Poder-se-ia até mesmo perguntar se uma formação ética em instituições
educacionais é realmente possível? Ou se tal formação depende de tantas variáveis,
notadamente afetivas, que nenhuma estratégia pedagógica pode pretender-se eficaz. Em
outras palavras, o que deveríamos esperar deste tipo de formação na vida escolar? O
conhecimento das noções morais, a capacidade de explorar sua dialética própria? O
SESI inclina-se por considerar relevante a simples apropriação dos conceitos, sem maior
pretensão em influenciar o comportamento moral.
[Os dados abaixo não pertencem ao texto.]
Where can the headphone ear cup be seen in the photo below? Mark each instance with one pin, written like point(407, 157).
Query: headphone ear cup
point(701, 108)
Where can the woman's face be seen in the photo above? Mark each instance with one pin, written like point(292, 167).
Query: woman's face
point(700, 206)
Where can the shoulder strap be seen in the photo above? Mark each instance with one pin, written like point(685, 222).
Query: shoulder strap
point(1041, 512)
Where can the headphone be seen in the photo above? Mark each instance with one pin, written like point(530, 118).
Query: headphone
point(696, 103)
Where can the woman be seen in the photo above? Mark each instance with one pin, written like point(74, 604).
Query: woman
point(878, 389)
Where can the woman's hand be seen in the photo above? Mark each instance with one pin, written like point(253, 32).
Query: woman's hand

Sua hipótese é que a apropriação dos
conceitos suscita, em alguma medida, não conhecida porém não nula, o despertar de
sentimentos morais, com o que o processo educativo atinge algum grau de eficácia.
Em suma, propostas não faltam e existem avaliações sobre a sua eficácia. Logo,
a tarefa da mesa redonda formação ética será, por um lado, avaliar as dimensões
psicológicas e sociológicas que presidem o desenvolvimento de atitudes éticas, e, por
outro, levando em conta na medida do possível o que foi discutido nas duas mesas
redondas anteriores, apresentar e avaliar propostas pedagógicas para promover tais
atitudes.
O tratamento destes temas delineia o campo de aspirações deste Seminário sobre
Ética na Educação Básica para a Rede SESI de Ensino.